Byrnes

Author

Du Bois, W.E.B.

Published

April 1, 1919

You have, perhaps, noticed our double-page advertisement in the Congressional Record, due to the kindness of our good friend James Francis Byrnes, of South Carolina. Congressman Byrnes is from the Second District and a confrère of the late Congressman James W. Ragsdale, who died suddenly during the Washington riots.

The Congressional Districts of these two gentlemen have about 400,000 inhabitants and probably 80,000 of these are males of voting age, the majority being Negroes. Mr. Byrnes was elected to Congress by a vote of 7,681 ballots out of a total of 7,801 ballots cast.

In the Second District of New York it took, the same year, 46,141 votes to make an election and 24,064 of these to elect a Congressman; but all this is not necessary in South Carolina.

Yet Mr. Byrnes, representing without any legal authority the suppressed votes of 12,000 white men and 20,000 blacks, stands in Congress and talks just as loud—indeed, considerably louder—than Mr. Caldwell of New York.

Mr. Byrnes is alarmed, and so are we.

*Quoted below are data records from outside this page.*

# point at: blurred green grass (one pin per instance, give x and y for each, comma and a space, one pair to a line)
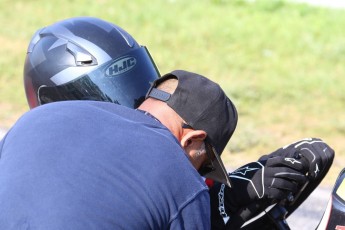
281, 63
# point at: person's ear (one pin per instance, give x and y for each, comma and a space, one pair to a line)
191, 137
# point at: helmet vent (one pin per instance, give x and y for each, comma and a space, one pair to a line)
81, 56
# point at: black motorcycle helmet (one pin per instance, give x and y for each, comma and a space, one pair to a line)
86, 58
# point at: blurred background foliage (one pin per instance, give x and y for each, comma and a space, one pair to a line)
281, 63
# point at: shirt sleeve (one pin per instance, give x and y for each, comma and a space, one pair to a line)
195, 214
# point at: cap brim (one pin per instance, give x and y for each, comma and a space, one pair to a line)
219, 174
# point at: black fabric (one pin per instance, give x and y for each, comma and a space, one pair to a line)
256, 186
317, 155
203, 105
288, 189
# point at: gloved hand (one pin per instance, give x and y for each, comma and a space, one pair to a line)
316, 155
255, 186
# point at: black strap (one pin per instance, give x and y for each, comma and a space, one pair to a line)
159, 94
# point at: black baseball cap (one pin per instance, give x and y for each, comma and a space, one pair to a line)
203, 105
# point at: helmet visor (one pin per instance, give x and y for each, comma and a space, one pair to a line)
123, 81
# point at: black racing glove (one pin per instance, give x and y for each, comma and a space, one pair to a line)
255, 186
317, 158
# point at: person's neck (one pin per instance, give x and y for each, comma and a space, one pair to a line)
166, 115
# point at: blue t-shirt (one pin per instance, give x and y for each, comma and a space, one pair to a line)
97, 165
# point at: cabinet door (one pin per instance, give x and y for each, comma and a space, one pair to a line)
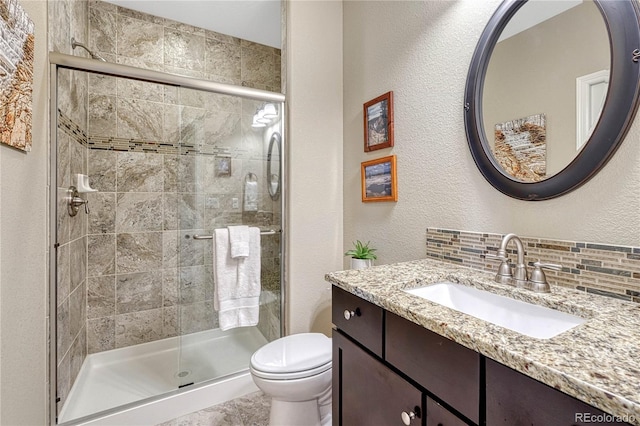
366, 392
437, 415
365, 325
445, 368
514, 399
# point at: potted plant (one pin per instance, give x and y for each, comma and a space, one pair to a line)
362, 256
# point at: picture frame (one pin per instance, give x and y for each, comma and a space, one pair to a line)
379, 181
378, 122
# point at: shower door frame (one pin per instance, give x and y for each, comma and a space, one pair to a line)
76, 63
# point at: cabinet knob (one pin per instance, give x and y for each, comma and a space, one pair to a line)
407, 417
348, 314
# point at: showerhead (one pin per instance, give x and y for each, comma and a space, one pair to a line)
75, 44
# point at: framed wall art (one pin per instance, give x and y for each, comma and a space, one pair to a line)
378, 122
17, 44
379, 181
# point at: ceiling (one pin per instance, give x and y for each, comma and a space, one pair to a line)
535, 12
253, 20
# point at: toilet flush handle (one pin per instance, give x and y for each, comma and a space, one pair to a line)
408, 417
348, 314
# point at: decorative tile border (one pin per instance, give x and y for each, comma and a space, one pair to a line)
603, 269
109, 143
75, 132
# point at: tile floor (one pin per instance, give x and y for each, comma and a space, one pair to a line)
249, 410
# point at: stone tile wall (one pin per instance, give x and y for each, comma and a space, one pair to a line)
147, 279
69, 18
604, 269
133, 38
117, 268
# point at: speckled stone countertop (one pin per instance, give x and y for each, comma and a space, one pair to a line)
597, 362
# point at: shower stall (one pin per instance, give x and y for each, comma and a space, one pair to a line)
145, 165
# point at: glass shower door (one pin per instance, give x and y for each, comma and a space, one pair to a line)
221, 180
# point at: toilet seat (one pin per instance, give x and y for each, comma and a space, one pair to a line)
293, 357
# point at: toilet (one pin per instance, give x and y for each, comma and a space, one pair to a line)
295, 371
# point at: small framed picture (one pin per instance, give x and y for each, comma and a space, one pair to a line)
379, 181
378, 123
223, 165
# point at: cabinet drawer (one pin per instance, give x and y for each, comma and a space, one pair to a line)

He is alarmed over us and we over him. He accuses The Crisis and other Negro journals of causing not only the Washington and Chicago riots, but the whole unrest and dissatisfaction in the Negro race. We accuse Mr. Byrnes, and his kind, of being primarily the ones who not only precipitated the riots in Washington, Chicago, Atlanta, Houston, Longview and East St. Louis, but also of encouraging for fifty years the lynching of 4,000 Negroes, the disfranchisement of a million and a half voters, the enforced ignorance of three million human beings and the theft of hundreds of millions of dollars in wages, but particularly the theft of the highest privilege of a freeman—our vote and our self-respect.

Following the advice and example of the alarmed Mr. Byrnes, we have called this situation “to the attention of” the President, the Attorney-General and the United States Congress “with the request that they have proceedings instituted” against Byrnes, under the Fourteenth Amendment of the Constitution of the United States.

And we have intimated to them in the chaste language of our friend that “steps should be taken against the use” of the Congressional Record “for the Bolshevik and the I.W.W.”

Meantime, may we not cordially thank Congressman Byrnes for allowing some seventy-five millions of our fellow-citizens to read a Crisis editorial which might otherwise have reached a bare million?